Of course, our life is comfortable, but that is not what is at stake. What is at stake is the simple fact that our comfortable way of life is going to end, and the most likely scenerio for its ending--a frantic consumption to exhaustion of available resources--will leave a desertified world with MUCH fewer survival possibilities than were offered to our paleolithic ancestors.
The most likely model for US is Easter Island. It would be very good to avoid doing what they did, but at this moment Easter Island is certainly what we are collectively trying for. It would be a mistake.

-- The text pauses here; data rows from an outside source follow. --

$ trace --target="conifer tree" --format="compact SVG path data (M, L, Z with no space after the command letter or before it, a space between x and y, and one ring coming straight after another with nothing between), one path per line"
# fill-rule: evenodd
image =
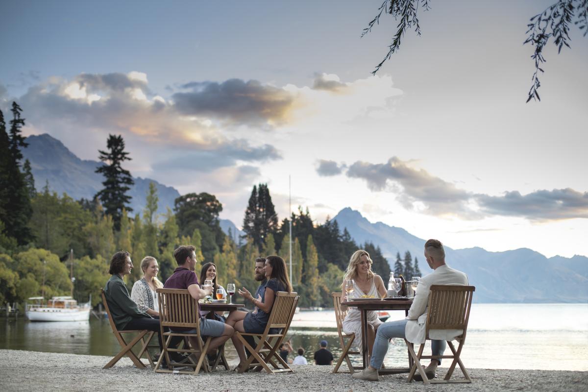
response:
M408 250L405 253L404 262L404 277L406 280L409 280L415 276L415 270L412 266L412 256Z
M404 267L402 266L402 263L400 262L402 259L400 259L400 253L396 252L396 261L394 263L394 276L395 277L398 277L399 275L404 274ZM405 279L406 279L405 277Z
M106 142L108 151L99 150L99 158L106 165L96 169L96 173L104 176L102 182L103 188L96 193L100 199L106 215L112 217L114 229L117 232L121 229L121 217L123 209L131 212L133 209L127 205L131 202L131 196L127 192L131 189L130 185L135 183L131 173L122 168L122 164L125 160L131 160L129 153L125 151L125 141L121 135L109 135Z

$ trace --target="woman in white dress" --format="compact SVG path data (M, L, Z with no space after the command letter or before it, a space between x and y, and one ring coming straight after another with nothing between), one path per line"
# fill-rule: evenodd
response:
M346 279L353 280L353 292L350 296L360 297L362 296L373 296L374 298L383 298L386 296L386 287L379 275L372 270L373 262L369 257L369 253L365 250L356 250L349 259L349 265L343 278L342 287ZM351 307L347 316L343 320L343 330L345 333L355 333L353 344L360 348L362 347L362 321L361 312L357 308ZM368 350L372 356L372 347L376 338L376 331L382 323L377 318L377 312L368 311Z
M159 266L155 257L148 256L141 260L143 277L135 282L131 292L131 298L137 304L139 310L148 314L159 317L159 302L155 290L163 287L157 279Z

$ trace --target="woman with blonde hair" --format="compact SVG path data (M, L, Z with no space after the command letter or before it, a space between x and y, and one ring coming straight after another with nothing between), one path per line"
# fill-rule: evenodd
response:
M386 287L379 275L372 270L373 262L369 257L369 253L365 250L356 250L349 259L349 265L347 267L345 276L343 277L341 287L345 289L345 280L352 279L353 292L350 296L360 297L362 296L373 296L374 298L383 298L386 296ZM377 318L377 312L368 311L368 351L372 356L376 331L382 324ZM354 344L362 347L362 318L361 312L356 308L350 308L343 320L343 330L345 333L355 333Z
M131 298L137 304L139 310L146 311L152 316L159 316L159 302L157 299L158 289L162 289L163 284L157 279L159 272L155 257L148 256L141 260L141 270L143 277L135 282L131 292Z

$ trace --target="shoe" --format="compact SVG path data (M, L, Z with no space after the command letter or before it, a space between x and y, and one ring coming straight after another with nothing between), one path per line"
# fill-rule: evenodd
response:
M432 380L437 376L437 374L435 374L436 370L436 366L431 366L429 365L425 368L425 374L427 376L427 378ZM416 373L415 373L415 376L412 378L412 379L414 381L423 381L423 377L420 376L420 373L419 373L418 370L417 370Z
M186 363L189 360L188 359L189 356L189 355L185 355L179 353L169 353L169 359L172 360L172 362L175 362L176 363Z
M369 367L366 367L361 371L356 371L351 375L351 377L358 380L365 380L365 381L378 381L377 370L372 370Z

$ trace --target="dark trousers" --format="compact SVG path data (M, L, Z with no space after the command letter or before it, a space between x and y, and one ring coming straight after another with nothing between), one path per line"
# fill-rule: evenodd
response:
M146 329L148 331L153 331L157 333L157 340L158 343L159 343L159 350L161 351L163 351L163 345L161 342L161 336L159 334L159 319L148 319L147 317L137 317L133 319L130 321L129 321L122 330L128 330L132 329ZM168 331L168 329L165 327L163 331L165 332ZM181 336L173 336L172 337L171 341L169 342L169 347L176 347L179 344L180 342L182 341Z

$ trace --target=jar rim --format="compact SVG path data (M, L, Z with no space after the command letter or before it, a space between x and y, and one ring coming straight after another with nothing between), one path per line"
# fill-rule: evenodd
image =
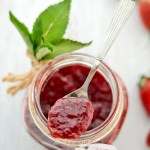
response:
M69 53L69 54L63 54L60 55L58 57L56 57L55 59L53 59L52 61L48 62L40 71L39 73L36 75L36 77L34 78L31 86L30 86L30 90L29 90L29 110L31 113L31 116L35 122L35 124L37 125L37 127L42 131L42 133L44 133L49 139L58 142L60 144L66 144L69 146L79 146L79 145L87 145L89 143L93 143L93 142L97 142L100 140L100 132L102 132L106 126L108 124L110 124L112 121L114 121L114 118L116 117L116 113L118 111L118 105L120 102L119 99L119 86L117 83L117 79L113 73L113 71L103 62L100 62L101 67L105 68L105 70L107 70L108 74L109 74L109 82L112 82L113 85L111 85L111 90L112 90L112 94L113 94L113 102L115 99L115 106L112 108L109 116L107 117L107 119L99 126L97 126L96 128L87 131L83 136L81 136L79 139L75 139L75 140L66 140L66 139L56 139L54 137L52 137L47 129L47 125L43 122L44 120L44 115L40 114L41 110L39 109L39 104L36 103L36 100L39 95L37 95L38 91L37 91L37 86L39 85L39 76L41 76L41 74L44 74L46 72L46 69L49 67L49 65L51 65L51 63L57 63L61 60L63 60L64 58L66 59L67 57L88 57L90 59L93 59L94 61L99 61L96 60L96 58L94 56L88 55L88 54L84 54L84 53ZM110 84L110 83L109 83ZM113 86L113 87L112 87ZM113 89L112 89L113 88ZM40 116L40 117L39 117ZM118 118L116 118L116 121L114 122L114 125L117 123ZM108 130L108 129L107 129ZM111 132L112 129L109 130L109 132ZM107 131L107 134L109 134L109 132ZM106 133L103 134L103 136L106 136ZM92 137L92 139L91 139ZM102 134L101 134L101 138L102 138Z

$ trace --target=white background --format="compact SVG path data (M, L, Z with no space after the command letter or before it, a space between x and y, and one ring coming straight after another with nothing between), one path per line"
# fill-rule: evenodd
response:
M57 0L58 1L58 0ZM26 46L9 21L13 13L30 29L37 15L56 0L0 0L0 78L8 72L30 70ZM117 0L73 0L66 37L93 44L82 49L96 55ZM150 33L144 28L138 8L128 20L105 61L120 74L129 94L129 111L121 133L114 143L118 150L148 150L145 144L150 129L138 94L142 74L150 75ZM0 83L0 150L45 150L28 135L23 125L22 106L25 90L12 97L5 92L9 84Z

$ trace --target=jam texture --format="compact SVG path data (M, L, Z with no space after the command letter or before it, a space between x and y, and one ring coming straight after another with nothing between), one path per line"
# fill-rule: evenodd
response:
M87 131L93 112L92 103L85 98L59 99L48 113L48 129L56 138L79 138Z
M83 85L89 71L90 68L87 66L75 64L64 66L47 78L40 94L41 109L46 118L48 118L49 110L58 99ZM99 72L94 75L89 85L88 96L94 107L93 119L88 128L91 130L107 119L112 107L110 85ZM74 113L76 112L74 111Z

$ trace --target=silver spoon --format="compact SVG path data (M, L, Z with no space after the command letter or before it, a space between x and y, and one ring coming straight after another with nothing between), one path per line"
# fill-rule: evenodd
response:
M111 24L108 28L107 34L105 36L103 45L98 52L96 59L99 60L99 63L96 64L96 61L93 64L93 68L91 68L86 81L82 85L81 88L77 89L76 91L69 93L68 95L64 96L63 99L66 98L86 98L88 99L88 86L96 73L101 61L105 58L106 54L108 53L109 49L111 48L114 40L117 38L120 30L122 29L123 25L125 24L126 20L130 16L136 0L120 0L115 15L111 21Z

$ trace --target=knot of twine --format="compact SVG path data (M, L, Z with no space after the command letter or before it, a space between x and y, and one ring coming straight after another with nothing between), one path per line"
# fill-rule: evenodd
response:
M31 71L21 75L9 73L2 79L4 82L18 82L16 85L10 86L7 89L8 94L15 95L18 91L27 88L37 72L46 64L46 61L39 62L36 57L29 52L29 50L27 50L27 56L30 58L33 65Z

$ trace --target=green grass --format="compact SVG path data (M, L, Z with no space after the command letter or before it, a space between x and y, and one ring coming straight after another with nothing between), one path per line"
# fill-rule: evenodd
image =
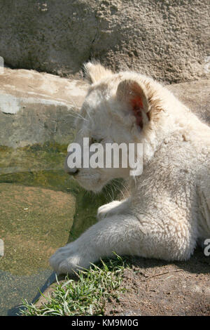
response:
M24 316L103 315L105 302L110 298L118 300L125 289L120 286L125 267L125 259L116 256L99 267L92 265L89 270L80 270L77 279L66 278L64 283L57 283L50 298L41 307L24 301L22 310ZM42 294L42 293L41 293ZM43 295L43 294L42 294Z

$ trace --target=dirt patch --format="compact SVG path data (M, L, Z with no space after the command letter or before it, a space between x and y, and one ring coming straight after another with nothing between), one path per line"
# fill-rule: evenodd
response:
M118 301L106 315L210 315L210 257L197 250L186 262L132 258Z

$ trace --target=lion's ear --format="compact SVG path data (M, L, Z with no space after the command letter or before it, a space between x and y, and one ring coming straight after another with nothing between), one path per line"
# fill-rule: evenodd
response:
M132 112L137 125L142 128L150 120L149 103L144 86L134 80L123 80L118 86L116 96Z
M102 78L111 76L112 72L106 69L100 63L88 62L84 65L85 77L91 84L94 84Z

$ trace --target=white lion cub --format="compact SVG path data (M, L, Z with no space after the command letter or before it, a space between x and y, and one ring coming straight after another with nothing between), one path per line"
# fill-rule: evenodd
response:
M113 74L85 65L92 82L76 121L75 142L139 143L144 171L69 169L87 190L128 178L129 198L99 209L99 221L50 258L57 273L88 268L101 258L135 255L187 260L197 242L210 238L210 128L169 91L132 72Z

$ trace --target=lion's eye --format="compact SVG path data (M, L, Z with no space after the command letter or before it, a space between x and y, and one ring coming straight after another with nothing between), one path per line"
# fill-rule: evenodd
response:
M93 143L100 143L102 140L102 138L92 138L90 140L90 144L92 145Z

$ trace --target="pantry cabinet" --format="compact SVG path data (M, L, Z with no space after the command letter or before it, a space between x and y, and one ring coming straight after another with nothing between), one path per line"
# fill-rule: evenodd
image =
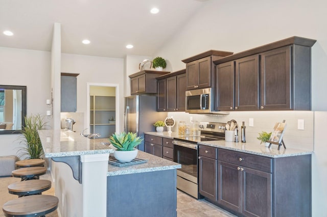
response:
M216 108L311 110L311 49L315 42L293 37L214 61Z

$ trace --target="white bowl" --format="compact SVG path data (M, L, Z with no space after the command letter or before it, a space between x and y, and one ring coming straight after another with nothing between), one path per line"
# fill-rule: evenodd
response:
M113 156L120 161L128 162L136 157L138 151L136 148L134 148L132 151L118 151L115 150L113 152Z

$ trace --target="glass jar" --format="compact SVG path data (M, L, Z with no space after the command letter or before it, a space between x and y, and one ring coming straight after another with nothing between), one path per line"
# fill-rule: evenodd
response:
M178 123L178 134L183 134L185 133L185 121L179 121Z

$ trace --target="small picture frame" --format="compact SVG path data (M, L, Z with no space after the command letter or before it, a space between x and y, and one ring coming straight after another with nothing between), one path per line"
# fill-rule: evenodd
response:
M286 148L284 141L283 140L283 137L285 132L285 129L286 129L286 123L284 120L283 122L277 122L275 124L272 133L269 138L269 140L267 142L269 143L269 148L270 148L271 144L278 145L278 150L281 148L282 145L283 145L284 148Z

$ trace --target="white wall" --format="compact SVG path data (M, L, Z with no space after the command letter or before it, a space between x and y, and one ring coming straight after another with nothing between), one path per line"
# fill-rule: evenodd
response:
M84 128L89 128L86 125L87 83L119 84L120 107L124 107L124 59L62 53L61 72L80 74L77 76L77 112L84 113ZM121 131L124 126L123 115L121 112L120 117L116 117L120 121Z
M0 47L0 83L26 86L27 115L45 116L50 98L50 53ZM52 125L52 120L44 118ZM0 155L17 155L19 134L0 135Z
M237 53L293 36L316 39L317 41L312 49L312 106L313 111L326 111L326 8L327 2L325 0L206 2L203 8L181 27L179 32L174 34L156 55L168 59L173 71L176 71L185 68L181 60L212 49ZM320 130L325 128L327 117L319 115L317 118L316 114L312 214L320 216L325 213L324 204L327 203L327 192L323 187L327 183L327 164L324 160L327 147L323 142L325 137ZM174 115L170 113L169 115ZM231 115L229 116L232 117ZM299 115L294 118L296 120L301 117Z

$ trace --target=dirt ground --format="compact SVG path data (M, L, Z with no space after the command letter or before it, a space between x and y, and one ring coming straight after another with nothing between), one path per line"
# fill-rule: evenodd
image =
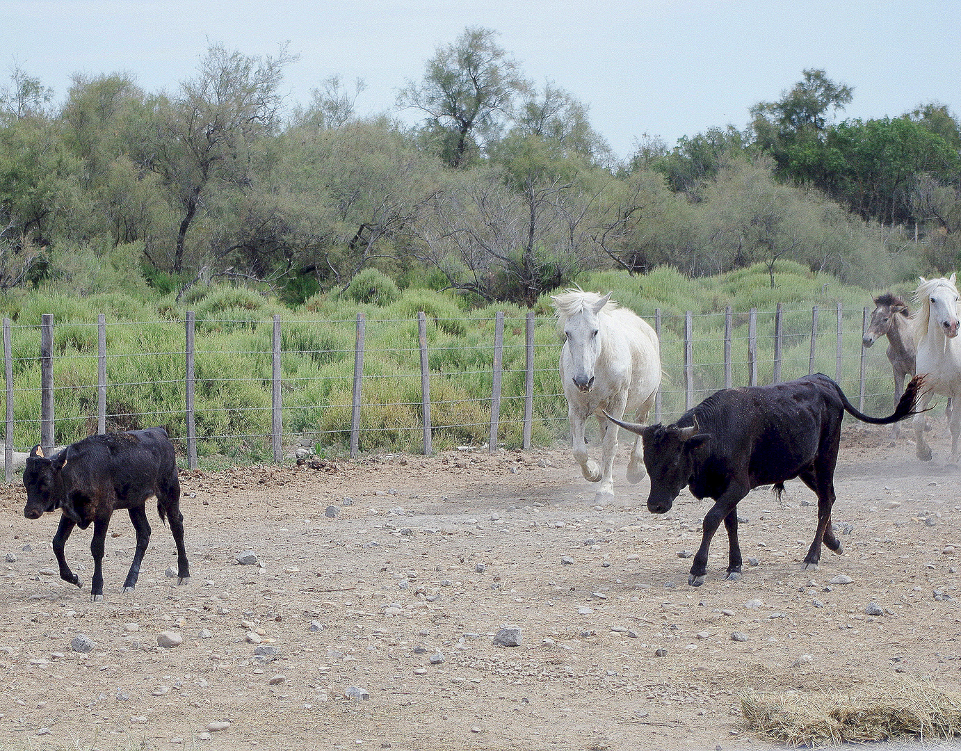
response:
M122 594L135 538L118 514L98 604L89 531L67 544L78 589L53 573L58 519L25 519L22 487L5 487L0 748L767 749L740 724L743 688L956 688L961 473L944 426L932 436L923 463L903 432L889 447L886 429L846 428L844 555L801 571L814 495L761 488L739 507L756 565L723 581L722 529L699 588L681 555L708 502L684 491L649 513L623 445L604 506L561 449L185 471L190 583L165 576L173 539L148 509ZM238 564L245 550L259 564ZM519 646L493 643L505 626ZM183 643L159 647L171 631ZM73 651L78 634L92 651Z

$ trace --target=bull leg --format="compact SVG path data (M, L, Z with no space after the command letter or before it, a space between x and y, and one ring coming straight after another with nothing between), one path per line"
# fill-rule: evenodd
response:
M170 532L177 545L177 584L188 584L190 581L190 564L186 560L186 549L184 546L184 514L180 510L180 481L176 474L168 484L160 486L157 493L157 504L163 506L170 523Z
M833 467L821 467L820 471L806 470L800 475L804 485L818 494L818 528L814 533L814 540L808 548L807 555L801 563L801 569L817 570L821 562L821 543L837 555L844 553L844 545L834 536L831 529L831 510L834 507Z
M736 582L741 578L741 544L737 539L737 507L730 510L730 513L724 517L724 526L727 530L727 573L725 579Z
M924 440L924 425L927 422L927 415L924 414L924 411L927 409L928 403L931 401L931 392L924 391L921 395L921 399L918 404L918 413L914 415L914 419L911 424L914 426L914 439L916 442L915 454L918 459L922 462L930 462L931 457L931 447L927 445L927 441Z
M711 546L711 539L714 538L714 533L717 532L722 520L727 519L728 514L736 513L735 509L737 507L737 502L747 494L747 490L739 492L737 489L728 488L727 491L723 493L711 507L710 511L704 514L704 521L702 525L703 535L701 538L701 547L698 548L698 552L694 556L694 563L691 565L691 573L687 577L687 583L691 587L701 587L701 585L704 583L704 578L707 576L707 551ZM732 544L737 544L736 534L734 535ZM740 556L741 551L740 548L738 548L737 558L739 565ZM734 554L732 550L730 554L730 561L732 562L733 560ZM730 568L727 570L730 571Z
M150 542L150 522L147 521L147 513L142 506L133 506L129 509L130 520L136 531L136 550L134 551L134 563L127 572L127 580L123 583L125 592L134 591L136 587L136 580L140 576L140 563L143 561L143 554L147 552L147 544Z
M571 424L571 447L574 450L574 461L580 465L580 473L589 483L601 482L601 467L597 462L587 456L587 443L584 440L584 415L572 405L567 410L567 419Z
M93 520L93 539L90 540L90 555L93 556L90 599L93 602L103 602L104 599L104 551L107 549L107 528L110 523L110 516Z
M53 548L54 555L57 556L57 563L61 569L61 579L64 582L77 585L77 587L83 587L84 584L80 581L80 577L70 570L70 566L66 563L66 557L63 555L63 547L66 545L67 538L70 537L70 533L73 532L75 526L76 524L66 516L61 516L61 523L57 527L57 534L54 535Z
M651 397L641 405L641 409L637 411L637 416L635 422L644 423L647 421L648 413L651 412L651 408L654 403L654 391L651 394ZM634 438L634 445L630 449L630 461L628 463L628 482L631 485L641 482L647 475L647 469L644 466L644 454L641 449L641 437L638 435Z

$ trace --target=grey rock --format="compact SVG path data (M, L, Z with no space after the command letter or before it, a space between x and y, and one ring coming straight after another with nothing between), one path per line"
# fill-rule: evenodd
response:
M183 643L184 637L176 631L161 631L157 635L157 646L159 647L173 649L174 647L179 647Z
M494 637L494 643L505 647L519 647L523 640L521 630L517 626L501 629Z
M97 642L86 634L78 634L70 642L74 652L91 652L96 645Z

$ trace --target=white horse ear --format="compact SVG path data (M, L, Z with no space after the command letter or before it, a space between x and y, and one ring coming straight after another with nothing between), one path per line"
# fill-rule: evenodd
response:
M599 313L601 313L601 311L604 310L604 307L607 304L607 301L610 299L611 294L612 294L611 292L607 292L607 294L605 294L604 297L602 297L600 300L594 303L594 305L591 306L591 310L594 311L595 315L597 315Z

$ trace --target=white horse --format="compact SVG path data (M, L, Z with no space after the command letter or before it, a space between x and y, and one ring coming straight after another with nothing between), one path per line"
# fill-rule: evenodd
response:
M597 292L568 289L551 298L558 329L564 335L560 353L560 382L567 397L574 458L584 478L601 483L596 501L614 497L614 455L618 428L604 415L621 419L634 413L639 422L654 403L661 380L660 343L642 318ZM593 414L601 426L602 463L587 456L584 422ZM646 474L639 453L640 437L628 464L628 481L639 483Z
M924 440L924 424L931 396L939 393L957 399L961 396L961 339L958 336L958 290L954 274L949 279L924 279L915 292L918 310L911 316L914 340L918 347L916 367L924 375L924 392L912 424L916 437L918 459L931 460L931 447ZM955 402L956 403L956 402ZM951 457L958 458L958 438L961 437L961 409L951 411L949 420L951 431Z

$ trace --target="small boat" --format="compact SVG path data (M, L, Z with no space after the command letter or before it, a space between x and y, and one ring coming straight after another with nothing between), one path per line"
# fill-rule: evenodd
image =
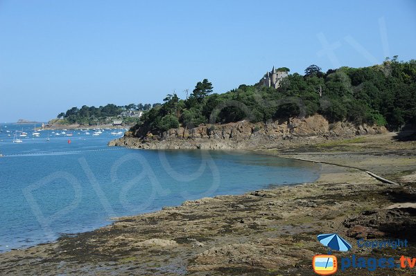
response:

Nuclear power of course consumes large quantities of non-nuclear energy in plant construction, and in many peripheral activities. But the heart of the problem is that it is a literal dead end. When we say that the waste disposal is unsolved--after more than fifty years!--why would you understand that it will BE solved the day after tomorrow? Between the known laws of physics and nuclear energy's own history, the odds are that it will not. Ever. By the way, do you understand the effects of elevated radiation on human beings? Cancer is the least. Birth defects and immune disease are the real problems, and they never end. Unlike cockroaches and most other insects, humans just are not designed for the world we are invoking when we consider nuclear power. The outlook for cockroaches is good. The outlook for humans is not--and nothing will reduce our long term prospects more permanently or thoroughly than the nuclear route.
There is an attitude on this thread which just leaves me shaking my head--that we can tell nature what to do. Are you nuts? I can assure you it is the other way around, as we will learn, the easy way or the hard way. We can comply with nature's constraints, or we can die. It's a free choice.